Pennsylvania Looks to Bring Skill Games Under Gambling Regulation

More oversight for the gambling industry could be coming to Pennsylvania, this time focused on skill games.

A proposed regulation would centralize a monitoring and control system and create a tax structure that could bring in hundreds of millions of dollars to state coffers, advocates say.

Skill games look like slot machines, but are games of skill where gamblers can affect the outcome, as opposed to games of chance like slot machines. They aren’t subject to the commonwealth’s gambling law nor taxes.

“There’s obviously a demand for this type of entertainment,” Sen. Gene Yaw, R-Williamsport, said in a statement. “There’s a lot of these machines out there, somewhere between 20,000 to 70,000, and they're not being taxed. Why not tax them?”

Yaw’s proposed legislation, as described in a legislative memo that doesn’t yet have draft legislation available, “will regulate and establish an additional tax on skill video games in the Commonwealth.”

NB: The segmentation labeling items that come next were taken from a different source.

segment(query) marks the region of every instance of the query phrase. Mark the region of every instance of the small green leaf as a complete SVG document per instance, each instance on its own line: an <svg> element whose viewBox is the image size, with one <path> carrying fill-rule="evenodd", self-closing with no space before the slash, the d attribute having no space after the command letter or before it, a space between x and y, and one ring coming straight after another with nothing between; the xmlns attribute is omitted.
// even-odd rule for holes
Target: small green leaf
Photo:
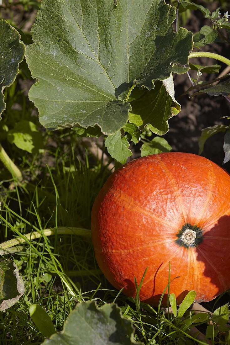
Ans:
<svg viewBox="0 0 230 345"><path fill-rule="evenodd" d="M31 121L23 120L18 122L13 129L7 133L7 139L17 147L30 153L42 152L42 137L36 125Z"/></svg>
<svg viewBox="0 0 230 345"><path fill-rule="evenodd" d="M211 65L210 66L201 66L200 65L194 65L189 63L189 67L191 70L199 71L202 73L218 73L221 67L220 65Z"/></svg>
<svg viewBox="0 0 230 345"><path fill-rule="evenodd" d="M12 260L0 262L0 311L15 304L25 291L22 278Z"/></svg>
<svg viewBox="0 0 230 345"><path fill-rule="evenodd" d="M194 302L196 297L196 291L191 290L187 294L182 303L180 306L178 311L178 317L180 319L183 316L187 309Z"/></svg>
<svg viewBox="0 0 230 345"><path fill-rule="evenodd" d="M6 108L3 90L15 80L19 64L23 60L25 47L20 35L6 20L0 20L0 120Z"/></svg>
<svg viewBox="0 0 230 345"><path fill-rule="evenodd" d="M131 141L133 141L135 145L138 142L141 135L141 132L136 125L129 122L123 127L123 129L125 132L127 132L131 136Z"/></svg>
<svg viewBox="0 0 230 345"><path fill-rule="evenodd" d="M130 121L138 127L149 124L156 134L165 134L169 130L168 120L180 110L174 92L171 76L163 82L156 81L153 90L132 102Z"/></svg>
<svg viewBox="0 0 230 345"><path fill-rule="evenodd" d="M175 294L170 294L169 295L169 302L172 309L173 315L175 317L176 317L177 310L177 300Z"/></svg>
<svg viewBox="0 0 230 345"><path fill-rule="evenodd" d="M182 1L181 3L184 8L190 10L199 10L203 14L205 15L206 18L208 18L211 16L211 12L209 10L201 5L195 3L194 2L190 1L189 0L184 0L184 1Z"/></svg>
<svg viewBox="0 0 230 345"><path fill-rule="evenodd" d="M215 329L215 327L213 325L209 325L207 326L206 329L205 337L206 339L208 338L211 339L214 339L218 334L218 331Z"/></svg>
<svg viewBox="0 0 230 345"><path fill-rule="evenodd" d="M201 130L201 135L199 138L198 144L199 146L199 155L201 155L204 149L204 146L207 139L219 132L225 132L228 129L228 126L224 125L216 125L212 127L206 127Z"/></svg>
<svg viewBox="0 0 230 345"><path fill-rule="evenodd" d="M73 130L80 137L86 138L89 137L97 137L98 138L102 135L101 129L97 126L88 127L87 128L83 128L83 127L74 127Z"/></svg>
<svg viewBox="0 0 230 345"><path fill-rule="evenodd" d="M228 321L229 315L228 304L227 303L215 310L212 314L212 319L217 325L224 326Z"/></svg>
<svg viewBox="0 0 230 345"><path fill-rule="evenodd" d="M111 157L122 164L124 164L128 157L132 154L129 149L129 143L126 138L122 136L120 130L107 137L105 145Z"/></svg>
<svg viewBox="0 0 230 345"><path fill-rule="evenodd" d="M163 138L155 137L151 141L145 142L142 145L141 147L141 156L143 157L161 152L169 152L171 149L167 140Z"/></svg>
<svg viewBox="0 0 230 345"><path fill-rule="evenodd" d="M194 44L199 47L204 47L207 44L210 44L214 42L218 36L216 31L210 27L204 25L199 32L194 34Z"/></svg>
<svg viewBox="0 0 230 345"><path fill-rule="evenodd" d="M207 93L210 96L212 97L214 96L227 96L230 94L230 82L229 79L228 80L227 82L224 82L223 83L220 83L217 85L214 86L212 86L209 88L208 89L206 89L205 90L201 90L198 92L195 92L193 93L191 97L193 97L197 95L198 95L200 92L205 92Z"/></svg>
<svg viewBox="0 0 230 345"><path fill-rule="evenodd" d="M38 80L29 97L45 127L97 125L113 134L128 120L134 83L152 89L188 70L192 34L174 32L175 7L162 0L117 2L43 0L26 57Z"/></svg>
<svg viewBox="0 0 230 345"><path fill-rule="evenodd" d="M223 140L223 150L224 152L224 159L223 164L230 160L230 131L226 132Z"/></svg>
<svg viewBox="0 0 230 345"><path fill-rule="evenodd" d="M55 328L48 313L38 304L32 304L29 311L30 317L38 331L47 337L55 333Z"/></svg>
<svg viewBox="0 0 230 345"><path fill-rule="evenodd" d="M68 317L63 331L46 339L43 345L141 345L133 337L130 320L114 303L98 308L95 301L78 304Z"/></svg>

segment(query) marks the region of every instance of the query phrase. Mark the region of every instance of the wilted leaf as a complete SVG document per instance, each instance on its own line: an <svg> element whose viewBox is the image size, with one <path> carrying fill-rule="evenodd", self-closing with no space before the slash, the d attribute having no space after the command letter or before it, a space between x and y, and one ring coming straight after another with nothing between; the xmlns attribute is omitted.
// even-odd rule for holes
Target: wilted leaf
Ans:
<svg viewBox="0 0 230 345"><path fill-rule="evenodd" d="M129 149L129 143L126 138L122 137L120 130L107 137L105 145L111 157L122 164L132 154Z"/></svg>
<svg viewBox="0 0 230 345"><path fill-rule="evenodd" d="M155 137L151 141L144 143L141 147L141 156L143 157L161 152L169 152L172 148L163 138Z"/></svg>
<svg viewBox="0 0 230 345"><path fill-rule="evenodd" d="M199 146L199 155L201 155L204 149L204 146L207 139L219 132L225 132L228 129L228 126L224 125L216 125L212 127L206 127L201 131L201 135L199 138L198 144Z"/></svg>
<svg viewBox="0 0 230 345"><path fill-rule="evenodd" d="M41 152L43 149L42 137L36 125L22 120L7 133L7 139L11 144L30 153Z"/></svg>
<svg viewBox="0 0 230 345"><path fill-rule="evenodd" d="M153 90L132 102L129 121L138 126L149 124L150 129L159 135L169 130L168 120L180 110L174 98L172 78L156 81Z"/></svg>
<svg viewBox="0 0 230 345"><path fill-rule="evenodd" d="M17 302L25 291L22 278L12 260L0 262L0 311Z"/></svg>
<svg viewBox="0 0 230 345"><path fill-rule="evenodd" d="M3 91L15 79L18 64L23 60L25 47L20 35L9 23L0 20L0 115L6 108ZM1 118L0 116L0 120Z"/></svg>
<svg viewBox="0 0 230 345"><path fill-rule="evenodd" d="M53 334L43 345L140 344L133 337L131 321L122 316L116 304L99 308L95 302L78 304L69 316L63 332Z"/></svg>
<svg viewBox="0 0 230 345"><path fill-rule="evenodd" d="M113 134L128 121L134 83L152 89L154 80L188 70L192 34L174 32L175 8L161 0L117 2L42 3L26 57L39 80L29 97L45 127L98 125Z"/></svg>
<svg viewBox="0 0 230 345"><path fill-rule="evenodd" d="M225 134L223 140L223 150L224 159L223 164L224 164L230 160L230 131L228 131Z"/></svg>

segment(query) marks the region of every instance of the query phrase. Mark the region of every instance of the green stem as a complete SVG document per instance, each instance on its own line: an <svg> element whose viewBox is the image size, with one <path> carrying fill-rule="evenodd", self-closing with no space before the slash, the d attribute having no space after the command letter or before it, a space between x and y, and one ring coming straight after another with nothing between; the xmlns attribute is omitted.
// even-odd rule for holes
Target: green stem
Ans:
<svg viewBox="0 0 230 345"><path fill-rule="evenodd" d="M21 181L23 177L21 171L10 159L0 143L0 160L11 174L13 177Z"/></svg>
<svg viewBox="0 0 230 345"><path fill-rule="evenodd" d="M191 53L189 58L191 59L191 58L211 58L212 59L214 59L216 60L219 60L222 62L225 63L226 65L230 66L230 60L227 58L224 58L222 55L219 55L219 54L216 54L215 53L210 53L208 51L194 51L192 53Z"/></svg>
<svg viewBox="0 0 230 345"><path fill-rule="evenodd" d="M129 90L129 92L128 93L127 96L126 96L126 102L128 102L129 98L129 96L130 95L130 93L132 92L132 90L136 86L136 84L133 84L133 85L132 85L132 86L131 86L131 87Z"/></svg>
<svg viewBox="0 0 230 345"><path fill-rule="evenodd" d="M86 236L90 238L91 237L91 231L87 229L82 229L81 228L67 228L65 227L59 226L57 229L51 228L46 229L43 233L46 236L50 236L51 235L74 235L79 236ZM10 248L14 246L24 243L27 240L34 239L39 238L42 236L41 233L38 231L34 231L32 233L27 234L25 235L22 235L22 237L18 236L10 239L6 242L0 243L0 249L3 250Z"/></svg>

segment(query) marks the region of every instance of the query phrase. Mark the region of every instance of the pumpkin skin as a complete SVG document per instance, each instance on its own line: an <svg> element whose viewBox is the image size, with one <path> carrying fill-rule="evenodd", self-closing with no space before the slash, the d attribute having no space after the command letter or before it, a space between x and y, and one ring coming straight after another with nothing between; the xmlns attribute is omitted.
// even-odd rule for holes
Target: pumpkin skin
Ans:
<svg viewBox="0 0 230 345"><path fill-rule="evenodd" d="M191 290L204 302L230 288L230 175L203 157L159 154L121 167L95 200L91 231L99 267L127 296L148 267L140 298L157 305L169 262L178 304Z"/></svg>

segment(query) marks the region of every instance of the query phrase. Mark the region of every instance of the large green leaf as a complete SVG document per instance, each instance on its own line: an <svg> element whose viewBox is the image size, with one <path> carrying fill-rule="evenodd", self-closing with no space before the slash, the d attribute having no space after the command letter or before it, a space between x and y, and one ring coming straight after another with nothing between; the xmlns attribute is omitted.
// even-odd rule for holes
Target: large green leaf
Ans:
<svg viewBox="0 0 230 345"><path fill-rule="evenodd" d="M116 304L100 308L95 302L77 306L66 321L63 332L51 335L43 345L131 345L133 338L131 321L122 316Z"/></svg>
<svg viewBox="0 0 230 345"><path fill-rule="evenodd" d="M0 262L0 311L13 305L25 290L22 279L12 260Z"/></svg>
<svg viewBox="0 0 230 345"><path fill-rule="evenodd" d="M172 77L157 81L153 90L132 102L130 122L137 126L149 124L151 130L163 135L169 130L168 120L178 114L180 107L174 98Z"/></svg>
<svg viewBox="0 0 230 345"><path fill-rule="evenodd" d="M43 0L26 57L39 81L29 93L42 125L98 125L107 135L126 124L133 83L154 87L182 73L192 33L172 23L176 8L162 0Z"/></svg>
<svg viewBox="0 0 230 345"><path fill-rule="evenodd" d="M0 115L6 108L3 91L14 81L22 61L25 47L20 35L6 20L0 20ZM0 120L1 117L0 116Z"/></svg>

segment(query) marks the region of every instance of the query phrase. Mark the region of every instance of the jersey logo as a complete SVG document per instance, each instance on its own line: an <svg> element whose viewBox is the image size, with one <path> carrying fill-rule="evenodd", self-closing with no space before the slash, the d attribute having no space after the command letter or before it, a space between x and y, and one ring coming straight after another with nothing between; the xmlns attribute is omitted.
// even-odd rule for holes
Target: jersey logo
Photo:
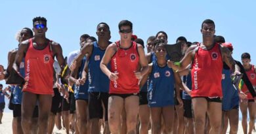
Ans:
<svg viewBox="0 0 256 134"><path fill-rule="evenodd" d="M154 78L156 78L159 77L160 77L160 73L158 72L154 73Z"/></svg>
<svg viewBox="0 0 256 134"><path fill-rule="evenodd" d="M96 55L95 56L95 61L99 61L100 59L100 56L99 55Z"/></svg>
<svg viewBox="0 0 256 134"><path fill-rule="evenodd" d="M50 56L49 54L45 54L43 56L43 61L45 63L48 63L50 61Z"/></svg>
<svg viewBox="0 0 256 134"><path fill-rule="evenodd" d="M213 60L217 60L217 59L218 58L218 53L217 52L212 52L211 53L211 59L213 59Z"/></svg>
<svg viewBox="0 0 256 134"><path fill-rule="evenodd" d="M255 74L254 74L254 73L251 73L251 79L255 78Z"/></svg>
<svg viewBox="0 0 256 134"><path fill-rule="evenodd" d="M131 61L134 62L136 60L136 54L130 54Z"/></svg>
<svg viewBox="0 0 256 134"><path fill-rule="evenodd" d="M166 71L165 75L166 76L170 76L171 73L169 71Z"/></svg>

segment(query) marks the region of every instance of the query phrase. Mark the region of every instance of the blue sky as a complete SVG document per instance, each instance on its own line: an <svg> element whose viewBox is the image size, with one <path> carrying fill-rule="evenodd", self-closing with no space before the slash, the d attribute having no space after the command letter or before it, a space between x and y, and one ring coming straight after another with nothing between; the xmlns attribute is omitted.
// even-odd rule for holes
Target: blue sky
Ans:
<svg viewBox="0 0 256 134"><path fill-rule="evenodd" d="M215 22L216 35L234 45L234 58L240 60L247 52L253 63L256 2L237 1L2 0L0 64L7 66L8 51L18 46L15 33L24 27L32 28L32 19L38 16L47 19L47 37L61 44L64 56L79 49L81 35L96 37L96 26L101 22L109 24L112 41L119 39L117 24L125 19L133 23L133 33L144 41L163 30L168 34L168 42L174 43L179 36L201 42L201 24L210 18Z"/></svg>

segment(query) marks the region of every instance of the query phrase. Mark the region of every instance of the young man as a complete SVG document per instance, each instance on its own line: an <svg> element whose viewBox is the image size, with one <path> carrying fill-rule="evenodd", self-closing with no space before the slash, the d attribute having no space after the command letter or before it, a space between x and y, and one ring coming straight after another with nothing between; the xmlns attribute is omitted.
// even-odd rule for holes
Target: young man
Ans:
<svg viewBox="0 0 256 134"><path fill-rule="evenodd" d="M241 56L242 62L244 69L245 70L246 75L248 76L249 80L252 84L254 89L256 87L256 67L250 63L251 62L251 56L249 54L245 52ZM255 99L250 93L248 87L244 86L242 90L247 95L246 103L240 103L240 110L242 115L242 125L243 126L244 133L247 133L247 109L249 110L249 131L248 133L251 133L255 120L255 114L256 114L256 103Z"/></svg>
<svg viewBox="0 0 256 134"><path fill-rule="evenodd" d="M135 133L139 112L139 80L146 73L148 61L143 47L131 41L133 24L122 20L118 27L121 40L107 48L100 63L101 70L111 80L109 125L112 133L120 133L120 115L125 107L127 133ZM110 69L107 67L110 62Z"/></svg>
<svg viewBox="0 0 256 134"><path fill-rule="evenodd" d="M22 103L22 126L24 133L30 133L32 118L39 102L39 133L45 133L53 98L53 61L56 58L60 67L64 65L60 45L45 37L47 20L33 19L34 37L20 44L14 68L19 72L22 58L25 58L25 80Z"/></svg>
<svg viewBox="0 0 256 134"><path fill-rule="evenodd" d="M215 28L213 20L204 20L201 29L203 42L190 46L179 65L168 61L176 71L186 69L192 63L191 97L195 118L194 132L197 134L203 133L206 112L211 127L210 133L221 133L223 62L230 67L233 73L240 73L228 49L214 42Z"/></svg>
<svg viewBox="0 0 256 134"><path fill-rule="evenodd" d="M101 22L96 27L96 34L98 42L88 42L81 50L77 58L74 59L76 68L81 65L83 58L86 56L89 59L88 78L83 75L81 80L89 79L89 114L91 123L91 133L99 133L98 122L102 118L103 108L108 109L109 80L100 69L100 63L108 46L110 44L110 30L108 25ZM85 72L85 74L86 73ZM104 131L109 133L108 125L108 111L105 113Z"/></svg>

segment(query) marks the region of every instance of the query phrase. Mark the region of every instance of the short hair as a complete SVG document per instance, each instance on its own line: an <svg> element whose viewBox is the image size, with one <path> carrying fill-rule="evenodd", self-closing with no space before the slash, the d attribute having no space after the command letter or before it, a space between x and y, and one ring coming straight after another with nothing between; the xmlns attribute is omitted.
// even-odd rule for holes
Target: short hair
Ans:
<svg viewBox="0 0 256 134"><path fill-rule="evenodd" d="M28 28L28 27L24 27L22 28L22 29L26 29L28 31L28 33L30 34L30 37L32 37L33 35L33 31L32 30L30 29L30 28Z"/></svg>
<svg viewBox="0 0 256 134"><path fill-rule="evenodd" d="M89 37L90 37L90 35L89 35L88 34L83 34L83 35L82 35L80 36L80 38L83 38L83 39L85 39L85 40L86 40L87 38L89 38Z"/></svg>
<svg viewBox="0 0 256 134"><path fill-rule="evenodd" d="M217 42L217 43L223 43L223 42L226 42L225 39L224 39L223 36L221 36L221 35L216 36L216 37L214 38L214 41L215 41L215 42Z"/></svg>
<svg viewBox="0 0 256 134"><path fill-rule="evenodd" d="M47 25L47 20L46 18L44 18L44 17L38 16L38 17L35 17L35 18L33 18L33 24L34 24L35 22L37 22L37 21L44 22L45 23L45 26Z"/></svg>
<svg viewBox="0 0 256 134"><path fill-rule="evenodd" d="M186 39L184 37L179 37L176 40L176 42L177 42L178 41L184 41L186 42Z"/></svg>
<svg viewBox="0 0 256 134"><path fill-rule="evenodd" d="M136 42L137 43L141 44L143 46L143 48L145 48L145 46L144 46L144 41L142 39L138 38L136 39L134 41Z"/></svg>
<svg viewBox="0 0 256 134"><path fill-rule="evenodd" d="M133 29L133 23L129 20L121 20L118 24L118 28L120 30L122 26L130 26L131 29Z"/></svg>
<svg viewBox="0 0 256 134"><path fill-rule="evenodd" d="M158 31L158 32L156 33L156 38L158 38L158 34L160 34L160 33L163 33L163 35L165 35L166 39L168 39L167 34L165 31Z"/></svg>
<svg viewBox="0 0 256 134"><path fill-rule="evenodd" d="M205 20L203 20L203 23L202 23L202 29L203 29L203 24L213 24L213 27L215 29L215 24L214 24L214 22L213 20L210 20L210 19L206 19Z"/></svg>
<svg viewBox="0 0 256 134"><path fill-rule="evenodd" d="M241 56L242 59L251 59L251 56L249 53L245 52L243 53Z"/></svg>
<svg viewBox="0 0 256 134"><path fill-rule="evenodd" d="M105 23L105 22L100 22L100 23L99 23L98 25L97 25L97 29L98 29L98 27L100 25L101 25L101 24L102 24L102 25L105 25L107 27L108 27L108 29L110 31L110 26L108 25L108 24L106 24L106 23Z"/></svg>
<svg viewBox="0 0 256 134"><path fill-rule="evenodd" d="M146 42L148 42L148 41L155 41L156 40L156 37L155 36L150 36L148 39L146 40Z"/></svg>
<svg viewBox="0 0 256 134"><path fill-rule="evenodd" d="M93 42L97 41L97 39L94 37L89 37L86 40L91 40Z"/></svg>
<svg viewBox="0 0 256 134"><path fill-rule="evenodd" d="M190 46L192 45L192 42L190 42L190 41L186 42L186 45L188 46L188 47L190 47Z"/></svg>

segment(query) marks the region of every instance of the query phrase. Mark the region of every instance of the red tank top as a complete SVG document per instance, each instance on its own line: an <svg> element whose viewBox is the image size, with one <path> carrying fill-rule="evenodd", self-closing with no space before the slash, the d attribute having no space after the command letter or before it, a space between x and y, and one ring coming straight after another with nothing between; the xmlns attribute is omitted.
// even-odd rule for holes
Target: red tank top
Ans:
<svg viewBox="0 0 256 134"><path fill-rule="evenodd" d="M43 50L36 50L32 39L25 56L25 80L23 91L35 94L53 94L53 54L50 44Z"/></svg>
<svg viewBox="0 0 256 134"><path fill-rule="evenodd" d="M249 80L250 80L253 88L256 86L256 73L254 69L254 65L251 65L251 68L249 71L246 71L246 75L248 76ZM247 95L247 99L253 99L253 96L251 93L249 92L248 88L246 85L244 84L242 88L242 91Z"/></svg>
<svg viewBox="0 0 256 134"><path fill-rule="evenodd" d="M139 63L139 56L137 44L132 42L127 49L120 48L120 42L117 41L117 51L110 61L112 73L119 73L118 79L110 83L110 93L139 93L139 80L134 73L137 71Z"/></svg>
<svg viewBox="0 0 256 134"><path fill-rule="evenodd" d="M192 65L191 97L222 97L221 78L223 67L220 46L209 50L199 46Z"/></svg>

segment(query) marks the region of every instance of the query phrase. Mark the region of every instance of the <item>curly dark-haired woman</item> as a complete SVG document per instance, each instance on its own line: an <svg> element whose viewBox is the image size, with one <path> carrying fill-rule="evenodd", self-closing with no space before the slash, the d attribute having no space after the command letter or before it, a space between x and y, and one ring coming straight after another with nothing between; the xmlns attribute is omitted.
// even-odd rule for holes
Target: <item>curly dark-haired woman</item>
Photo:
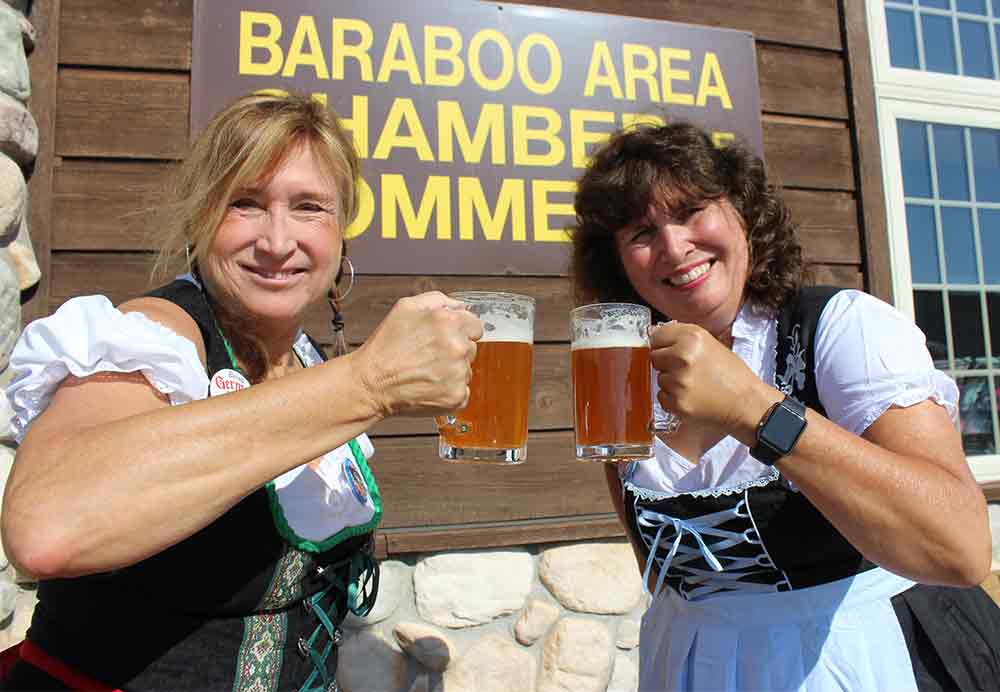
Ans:
<svg viewBox="0 0 1000 692"><path fill-rule="evenodd" d="M576 213L578 300L672 320L652 375L680 426L608 468L653 595L640 689L1000 688L1000 609L968 588L986 505L920 330L803 287L761 161L692 125L612 136Z"/></svg>

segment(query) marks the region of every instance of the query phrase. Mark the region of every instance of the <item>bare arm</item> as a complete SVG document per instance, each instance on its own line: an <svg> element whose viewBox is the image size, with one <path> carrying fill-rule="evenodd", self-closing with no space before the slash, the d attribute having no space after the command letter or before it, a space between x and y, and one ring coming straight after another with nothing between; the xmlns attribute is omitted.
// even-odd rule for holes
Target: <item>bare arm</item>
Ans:
<svg viewBox="0 0 1000 692"><path fill-rule="evenodd" d="M693 325L654 332L660 400L684 426L721 428L746 445L782 394ZM989 573L986 505L947 413L891 408L863 437L809 411L778 467L869 560L916 581L973 585ZM695 457L697 458L697 457Z"/></svg>
<svg viewBox="0 0 1000 692"><path fill-rule="evenodd" d="M446 304L441 294L401 301L354 353L184 406L135 376L64 383L18 450L7 554L40 578L133 564L386 415L454 410L481 325Z"/></svg>

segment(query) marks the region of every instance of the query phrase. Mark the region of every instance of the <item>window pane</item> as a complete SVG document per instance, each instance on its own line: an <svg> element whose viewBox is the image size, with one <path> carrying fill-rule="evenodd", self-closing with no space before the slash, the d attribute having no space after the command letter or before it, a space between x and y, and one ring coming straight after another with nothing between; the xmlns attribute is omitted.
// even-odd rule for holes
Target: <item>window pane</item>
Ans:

“This bill will address both the need to clean up the market to rid us of illegal gambling, provide the state with tax revenue, and support small businesses by giving them access to an additional revenue stream,” Yaw wrote. “Skill video games, operated in a regulated environment, will significantly benefit the Commonwealth by providing substantial revenue and creating jobs. All games will be required to be connected to a terminal collection and control system that allows the Commonwealth to monitor all transactions and ensure that all taxes are accrued and paid.”

The potential taxes, Yaw argued, could be big.

“By taxing them, the state can probably generate in excess of $300 million a year in tax revenue. It’s like we have a winning way, or a winning lottery ticket, here – why not cash it in and take advantage of it?” he said.

Yaw has previously cited the $300 million figure when questioned about accepting political donations from the industry. A number of Democrats and Republicans who accepted political donations pledged to return them in the past, though Yaw and the House Republican Campaign Committee declined to do so.

With skill games operating outside the gambling law, seizures of the games and lawsuits crop up; in May 2022, two county courts ruled that police wrongfully seized skill games and were ordered to return them.